In some states, the court can order that the parties attempt to participate in mediation for at least a set time.  These requirements usually discourage the parties from attending mediation for a few minutes before calling it off.  It also encourages the parties to put effort into the time they have.  However, in involuntary mediation, the parties can stop the mediation and walk away whenever they like.  


Voluntary mediation often occurs early on in the case, sometimes even before the case is filed. Court-ordered mediation only occurs once a case is filed. The exact timing of the order may vary based on local laws, but it will typically occur later.  

While court-ordered mediation has some distinct differences, the process will be the same whether it is court-ordered or voluntary.  

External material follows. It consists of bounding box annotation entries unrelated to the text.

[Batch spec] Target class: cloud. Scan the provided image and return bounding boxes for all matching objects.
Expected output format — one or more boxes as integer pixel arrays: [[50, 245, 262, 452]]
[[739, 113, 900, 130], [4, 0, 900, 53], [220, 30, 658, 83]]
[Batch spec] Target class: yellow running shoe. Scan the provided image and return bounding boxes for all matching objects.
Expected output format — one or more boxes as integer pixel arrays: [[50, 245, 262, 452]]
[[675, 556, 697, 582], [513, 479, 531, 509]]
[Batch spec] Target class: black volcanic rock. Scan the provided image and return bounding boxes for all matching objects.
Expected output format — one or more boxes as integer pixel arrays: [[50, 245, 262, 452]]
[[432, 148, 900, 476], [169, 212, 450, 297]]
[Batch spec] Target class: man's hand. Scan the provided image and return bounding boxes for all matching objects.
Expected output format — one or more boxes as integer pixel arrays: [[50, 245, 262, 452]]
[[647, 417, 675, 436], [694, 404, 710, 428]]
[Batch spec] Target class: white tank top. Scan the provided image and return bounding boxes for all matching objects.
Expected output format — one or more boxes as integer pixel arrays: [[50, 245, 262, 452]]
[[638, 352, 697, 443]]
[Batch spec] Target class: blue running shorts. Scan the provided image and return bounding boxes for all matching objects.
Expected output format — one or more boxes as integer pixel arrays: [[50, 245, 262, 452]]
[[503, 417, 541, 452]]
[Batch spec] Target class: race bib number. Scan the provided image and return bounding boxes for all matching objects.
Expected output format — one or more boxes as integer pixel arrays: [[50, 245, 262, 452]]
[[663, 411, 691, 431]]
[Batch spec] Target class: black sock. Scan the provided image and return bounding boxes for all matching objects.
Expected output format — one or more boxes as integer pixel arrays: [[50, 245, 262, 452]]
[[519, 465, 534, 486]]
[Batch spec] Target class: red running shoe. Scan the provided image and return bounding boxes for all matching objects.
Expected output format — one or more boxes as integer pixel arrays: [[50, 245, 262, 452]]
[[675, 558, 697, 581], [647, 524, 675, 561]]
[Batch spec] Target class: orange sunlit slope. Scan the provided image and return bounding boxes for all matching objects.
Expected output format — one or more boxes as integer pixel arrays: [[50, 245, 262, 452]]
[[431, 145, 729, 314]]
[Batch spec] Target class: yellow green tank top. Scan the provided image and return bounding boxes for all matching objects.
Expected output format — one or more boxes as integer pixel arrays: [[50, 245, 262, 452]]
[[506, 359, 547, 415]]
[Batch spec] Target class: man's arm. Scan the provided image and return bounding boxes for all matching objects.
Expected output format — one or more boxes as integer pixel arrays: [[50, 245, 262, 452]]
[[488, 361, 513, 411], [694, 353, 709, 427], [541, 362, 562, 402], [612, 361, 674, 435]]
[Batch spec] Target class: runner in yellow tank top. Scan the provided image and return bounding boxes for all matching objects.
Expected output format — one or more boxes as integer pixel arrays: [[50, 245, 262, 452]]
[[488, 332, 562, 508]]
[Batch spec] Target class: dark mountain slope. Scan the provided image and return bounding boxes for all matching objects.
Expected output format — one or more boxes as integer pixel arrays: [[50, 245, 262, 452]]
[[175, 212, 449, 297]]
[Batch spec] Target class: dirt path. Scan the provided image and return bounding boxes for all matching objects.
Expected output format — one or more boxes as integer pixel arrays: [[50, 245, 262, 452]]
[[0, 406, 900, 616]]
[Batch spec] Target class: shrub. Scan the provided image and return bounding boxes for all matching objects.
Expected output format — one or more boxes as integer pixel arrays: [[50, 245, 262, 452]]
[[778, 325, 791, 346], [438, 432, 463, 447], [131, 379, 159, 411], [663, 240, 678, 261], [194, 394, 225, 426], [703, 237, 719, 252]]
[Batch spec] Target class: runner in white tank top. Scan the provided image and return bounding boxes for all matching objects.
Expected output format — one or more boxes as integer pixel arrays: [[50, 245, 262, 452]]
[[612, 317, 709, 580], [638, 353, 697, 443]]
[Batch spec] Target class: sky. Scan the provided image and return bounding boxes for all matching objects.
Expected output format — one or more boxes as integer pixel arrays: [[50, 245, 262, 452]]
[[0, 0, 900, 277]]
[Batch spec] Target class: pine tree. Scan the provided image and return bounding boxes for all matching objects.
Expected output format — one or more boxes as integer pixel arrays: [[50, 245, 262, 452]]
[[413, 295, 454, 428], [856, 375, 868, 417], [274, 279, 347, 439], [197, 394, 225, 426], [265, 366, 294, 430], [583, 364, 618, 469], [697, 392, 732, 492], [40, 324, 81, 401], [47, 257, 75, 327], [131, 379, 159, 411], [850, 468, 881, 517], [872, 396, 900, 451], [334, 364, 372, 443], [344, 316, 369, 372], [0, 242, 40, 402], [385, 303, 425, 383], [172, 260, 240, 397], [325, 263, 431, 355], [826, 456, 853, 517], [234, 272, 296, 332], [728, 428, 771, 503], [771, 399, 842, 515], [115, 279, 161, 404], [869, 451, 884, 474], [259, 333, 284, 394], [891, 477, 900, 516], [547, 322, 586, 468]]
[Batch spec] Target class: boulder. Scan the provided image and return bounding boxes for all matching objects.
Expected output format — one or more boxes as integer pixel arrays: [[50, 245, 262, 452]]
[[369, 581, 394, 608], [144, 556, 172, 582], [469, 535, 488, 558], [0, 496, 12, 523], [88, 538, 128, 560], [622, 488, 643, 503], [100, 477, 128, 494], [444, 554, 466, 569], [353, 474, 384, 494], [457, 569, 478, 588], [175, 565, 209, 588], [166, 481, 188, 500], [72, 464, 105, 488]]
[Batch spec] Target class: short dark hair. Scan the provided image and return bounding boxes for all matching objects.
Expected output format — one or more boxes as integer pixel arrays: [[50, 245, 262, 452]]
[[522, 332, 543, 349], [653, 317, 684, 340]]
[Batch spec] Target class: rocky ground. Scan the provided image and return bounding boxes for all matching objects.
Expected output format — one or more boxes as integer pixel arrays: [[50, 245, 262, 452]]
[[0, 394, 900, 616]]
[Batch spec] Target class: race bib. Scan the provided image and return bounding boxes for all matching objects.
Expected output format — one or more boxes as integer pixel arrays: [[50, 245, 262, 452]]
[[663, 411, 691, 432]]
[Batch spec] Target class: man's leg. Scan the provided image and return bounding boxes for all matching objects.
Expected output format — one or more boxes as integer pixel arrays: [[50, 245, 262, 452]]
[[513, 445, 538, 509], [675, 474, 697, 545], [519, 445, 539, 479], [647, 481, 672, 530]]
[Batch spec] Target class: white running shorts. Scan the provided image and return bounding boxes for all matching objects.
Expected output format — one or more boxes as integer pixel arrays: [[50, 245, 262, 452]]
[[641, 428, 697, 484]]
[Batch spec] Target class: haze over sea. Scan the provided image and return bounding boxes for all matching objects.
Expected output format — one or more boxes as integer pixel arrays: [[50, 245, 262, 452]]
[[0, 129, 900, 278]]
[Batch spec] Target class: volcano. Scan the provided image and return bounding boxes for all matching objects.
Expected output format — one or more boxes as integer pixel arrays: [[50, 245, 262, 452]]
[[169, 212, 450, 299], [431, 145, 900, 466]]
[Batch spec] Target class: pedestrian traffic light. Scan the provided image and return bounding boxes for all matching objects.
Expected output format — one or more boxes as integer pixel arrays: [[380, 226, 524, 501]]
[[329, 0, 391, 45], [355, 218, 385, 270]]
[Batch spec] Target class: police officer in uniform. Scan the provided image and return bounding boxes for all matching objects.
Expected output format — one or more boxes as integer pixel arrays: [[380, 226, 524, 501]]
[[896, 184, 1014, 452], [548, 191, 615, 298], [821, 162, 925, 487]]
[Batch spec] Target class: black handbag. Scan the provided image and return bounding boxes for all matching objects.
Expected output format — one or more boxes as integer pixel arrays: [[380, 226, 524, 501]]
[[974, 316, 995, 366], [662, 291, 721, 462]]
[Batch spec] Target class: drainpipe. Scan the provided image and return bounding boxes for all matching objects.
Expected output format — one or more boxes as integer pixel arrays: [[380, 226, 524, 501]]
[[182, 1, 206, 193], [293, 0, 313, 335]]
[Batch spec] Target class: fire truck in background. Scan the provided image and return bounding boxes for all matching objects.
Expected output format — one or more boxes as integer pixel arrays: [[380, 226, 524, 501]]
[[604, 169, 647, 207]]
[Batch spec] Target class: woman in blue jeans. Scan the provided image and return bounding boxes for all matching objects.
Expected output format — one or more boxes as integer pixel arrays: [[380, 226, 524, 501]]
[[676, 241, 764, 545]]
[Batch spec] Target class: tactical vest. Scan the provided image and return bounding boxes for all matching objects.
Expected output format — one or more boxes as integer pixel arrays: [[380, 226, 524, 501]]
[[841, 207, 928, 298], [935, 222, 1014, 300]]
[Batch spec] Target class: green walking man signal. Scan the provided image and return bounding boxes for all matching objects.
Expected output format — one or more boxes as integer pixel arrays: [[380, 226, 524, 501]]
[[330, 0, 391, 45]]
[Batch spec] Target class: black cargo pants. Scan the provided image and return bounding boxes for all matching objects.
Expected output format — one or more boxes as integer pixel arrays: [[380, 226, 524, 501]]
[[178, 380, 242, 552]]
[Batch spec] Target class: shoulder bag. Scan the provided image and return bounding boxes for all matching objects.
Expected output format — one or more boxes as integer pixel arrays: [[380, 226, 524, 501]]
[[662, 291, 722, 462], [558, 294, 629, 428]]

What to Expect in Court-Ordered Mediation

Because the mediation process will often stay the same between voluntary and court-ordered mediation, the basics of mediation will still apply to court-ordered mediation.  The process follows a similar pattern, although it may change slightly depending on a mediator’s style.  Mediation typically moves through the following steps: 


The mediation will begin with the parties and the mediator introducing themselves to each other.  The mediator will also often give the parties an overview of how the process will run and establish any ground rules that may be needed for the day.  

Opening Statements:

During this section, the parties can present their case to the mediator and the other party and explain what they would like and why they would like it. This is typically the only time the parties will have to give their version of the situation to the other party.  


The mediator will often separate the parties after the opening statements and participate in individual meetings with each party to gain a deeper understanding of the case from each side.  Whatever either party tells the mediator in these meetings will not be shared with the other party without permission.  


Eventually, the parties will begin to bargain with each other for their version of the settlement. Family mediation can mean discussing how to split child custody, parenting time, assets, money, and other parts of their lives. The mediator may have the parties work together in the same room, or they may shuttle the offers back and forth.  


The mediation will end with an agreement between the parties. This can either be an agreement to settle the case or an agreement that the parties cannot settle the case at this time and would like to move forward with litigation.  


Mediation is a beneficial tool in cases where the parties must agree on aspects of the case. It is usually voluntary, but courts occasionally order it, especially in family court cases. Mediation can help the parties work together to solve their problems and find a way to move forward together. It gives the parties a sense of agency over their futures and can help them make better decisions together. 

While court-ordered mediation may feel intimidating, know that the parties’ best interests are at the heart of the matter. Court-ordered mediation allows the parties to settle their dispute amicably and move forward with their lives.